Experiment with your tiles first until you have found a good system. Having an idea of this larger square pattern will help you to estimate how many tiles of a certain kind you will need and it will prevent uneven edges. All that is really required of a slate patio is placing it in this pattern directly on top of your grass.
If you want to build a slate porch, however, this is a different story. Building a porch would require tiling over the top of your existing porch using mortar, grout, and a weatherproofing finish. Use a thin set of mortar directly over your existing porch, and start with the sides perpendicular to the ground, working from the bottom up. Don’t get too far ahead of yourself with the mortar.
Only mortar is enough for a couple of tiles to be placed at a time.

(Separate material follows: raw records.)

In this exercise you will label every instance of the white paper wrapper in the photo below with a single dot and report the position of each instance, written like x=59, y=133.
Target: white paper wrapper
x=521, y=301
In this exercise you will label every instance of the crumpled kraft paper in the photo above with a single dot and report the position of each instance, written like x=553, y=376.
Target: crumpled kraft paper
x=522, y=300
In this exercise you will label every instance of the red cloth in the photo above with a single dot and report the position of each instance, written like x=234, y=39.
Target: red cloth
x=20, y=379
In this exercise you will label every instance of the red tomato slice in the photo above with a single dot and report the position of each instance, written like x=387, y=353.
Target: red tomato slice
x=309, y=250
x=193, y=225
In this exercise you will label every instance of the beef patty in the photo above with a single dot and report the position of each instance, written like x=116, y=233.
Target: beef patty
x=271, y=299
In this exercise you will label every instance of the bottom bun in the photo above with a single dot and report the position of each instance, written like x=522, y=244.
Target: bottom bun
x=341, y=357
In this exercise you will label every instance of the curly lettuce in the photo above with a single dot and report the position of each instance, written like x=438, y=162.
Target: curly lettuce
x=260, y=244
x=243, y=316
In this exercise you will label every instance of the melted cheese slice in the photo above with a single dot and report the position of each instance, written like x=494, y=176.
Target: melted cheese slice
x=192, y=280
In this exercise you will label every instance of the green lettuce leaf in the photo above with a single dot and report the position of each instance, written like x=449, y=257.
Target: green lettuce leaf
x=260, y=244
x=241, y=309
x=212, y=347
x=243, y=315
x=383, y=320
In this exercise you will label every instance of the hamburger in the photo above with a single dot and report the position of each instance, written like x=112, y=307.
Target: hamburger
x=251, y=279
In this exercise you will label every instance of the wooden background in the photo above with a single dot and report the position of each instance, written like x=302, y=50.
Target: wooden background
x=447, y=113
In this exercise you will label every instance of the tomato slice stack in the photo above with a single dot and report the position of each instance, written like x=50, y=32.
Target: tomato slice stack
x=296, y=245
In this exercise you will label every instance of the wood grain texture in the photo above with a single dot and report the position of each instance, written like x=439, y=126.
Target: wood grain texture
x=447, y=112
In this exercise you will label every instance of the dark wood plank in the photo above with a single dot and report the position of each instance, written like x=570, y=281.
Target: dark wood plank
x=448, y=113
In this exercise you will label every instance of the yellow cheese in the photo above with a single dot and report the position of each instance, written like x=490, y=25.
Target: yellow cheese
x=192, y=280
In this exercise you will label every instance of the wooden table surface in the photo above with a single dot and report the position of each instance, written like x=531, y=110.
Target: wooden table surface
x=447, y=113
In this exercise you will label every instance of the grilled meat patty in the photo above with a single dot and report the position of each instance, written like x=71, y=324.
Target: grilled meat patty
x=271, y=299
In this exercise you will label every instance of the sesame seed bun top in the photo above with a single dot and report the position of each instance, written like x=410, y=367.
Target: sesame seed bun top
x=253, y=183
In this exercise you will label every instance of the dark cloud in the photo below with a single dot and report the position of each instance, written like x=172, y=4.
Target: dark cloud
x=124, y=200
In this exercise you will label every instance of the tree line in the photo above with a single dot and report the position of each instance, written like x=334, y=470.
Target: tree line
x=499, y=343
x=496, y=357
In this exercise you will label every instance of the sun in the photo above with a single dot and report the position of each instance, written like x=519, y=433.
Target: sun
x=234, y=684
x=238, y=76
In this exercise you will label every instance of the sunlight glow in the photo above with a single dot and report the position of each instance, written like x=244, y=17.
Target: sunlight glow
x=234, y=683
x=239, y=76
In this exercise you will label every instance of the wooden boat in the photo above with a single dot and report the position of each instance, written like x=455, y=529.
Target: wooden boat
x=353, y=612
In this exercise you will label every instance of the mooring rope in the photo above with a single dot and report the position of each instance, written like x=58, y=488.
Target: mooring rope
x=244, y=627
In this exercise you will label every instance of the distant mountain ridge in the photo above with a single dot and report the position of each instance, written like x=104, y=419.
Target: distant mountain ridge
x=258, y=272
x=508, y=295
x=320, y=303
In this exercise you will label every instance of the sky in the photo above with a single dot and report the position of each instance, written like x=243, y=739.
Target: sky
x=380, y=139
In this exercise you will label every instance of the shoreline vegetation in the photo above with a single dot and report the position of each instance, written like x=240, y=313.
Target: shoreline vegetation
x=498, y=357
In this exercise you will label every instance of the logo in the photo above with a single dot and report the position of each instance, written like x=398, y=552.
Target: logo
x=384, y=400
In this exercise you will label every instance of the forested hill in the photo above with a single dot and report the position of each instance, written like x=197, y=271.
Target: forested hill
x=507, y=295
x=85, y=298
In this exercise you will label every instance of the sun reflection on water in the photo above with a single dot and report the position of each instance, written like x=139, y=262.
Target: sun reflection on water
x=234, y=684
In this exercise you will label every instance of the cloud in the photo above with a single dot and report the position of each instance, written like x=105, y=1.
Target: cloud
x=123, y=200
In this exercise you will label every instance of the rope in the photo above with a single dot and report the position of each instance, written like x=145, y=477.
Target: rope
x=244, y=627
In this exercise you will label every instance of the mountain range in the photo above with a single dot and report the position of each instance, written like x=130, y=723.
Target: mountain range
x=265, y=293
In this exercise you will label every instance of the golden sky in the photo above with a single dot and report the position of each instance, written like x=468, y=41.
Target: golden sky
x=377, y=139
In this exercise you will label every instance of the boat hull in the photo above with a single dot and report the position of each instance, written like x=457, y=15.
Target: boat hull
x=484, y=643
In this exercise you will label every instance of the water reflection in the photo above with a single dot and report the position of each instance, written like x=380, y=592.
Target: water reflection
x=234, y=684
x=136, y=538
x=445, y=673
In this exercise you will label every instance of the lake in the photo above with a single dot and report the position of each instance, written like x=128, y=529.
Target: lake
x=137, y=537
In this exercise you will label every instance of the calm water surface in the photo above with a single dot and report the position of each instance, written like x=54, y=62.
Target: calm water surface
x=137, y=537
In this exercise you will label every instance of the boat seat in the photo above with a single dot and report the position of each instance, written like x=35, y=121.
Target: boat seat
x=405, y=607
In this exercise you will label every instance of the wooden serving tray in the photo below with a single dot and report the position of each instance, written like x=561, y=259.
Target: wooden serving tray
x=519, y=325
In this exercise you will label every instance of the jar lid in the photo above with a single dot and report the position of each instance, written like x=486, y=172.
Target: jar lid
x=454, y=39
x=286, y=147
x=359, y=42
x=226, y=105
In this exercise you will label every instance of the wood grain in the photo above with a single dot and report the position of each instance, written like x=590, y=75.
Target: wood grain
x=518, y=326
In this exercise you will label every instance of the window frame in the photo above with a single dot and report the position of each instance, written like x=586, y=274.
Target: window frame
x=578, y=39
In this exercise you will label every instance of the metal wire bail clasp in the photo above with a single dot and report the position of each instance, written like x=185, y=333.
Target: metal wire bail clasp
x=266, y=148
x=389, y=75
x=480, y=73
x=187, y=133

Mortar an area on the stairs evenly with a trowel spread mortar on the back of your tile, and then put it into place by knocking it a few times with a rubber mallet.
Continue to tile, leaving space between the tiles for grout, until you have reached the top of the sides. Proceed to Tile the landing, working your way back down the staircase.
Only when you have allowed the mortar ample time to dry can you go back in and grout in between the tiles. Be sure to wipe off any excess grout so it doesn’t stick to the tile! Add a couple of coats of weatherproofing sealer allowing the coats to dry between each application.
Just make sure you do not use a high gloss sealer which will get slippery when wet. After your last coat of sealer has dried, the porch should be up and running for traffic.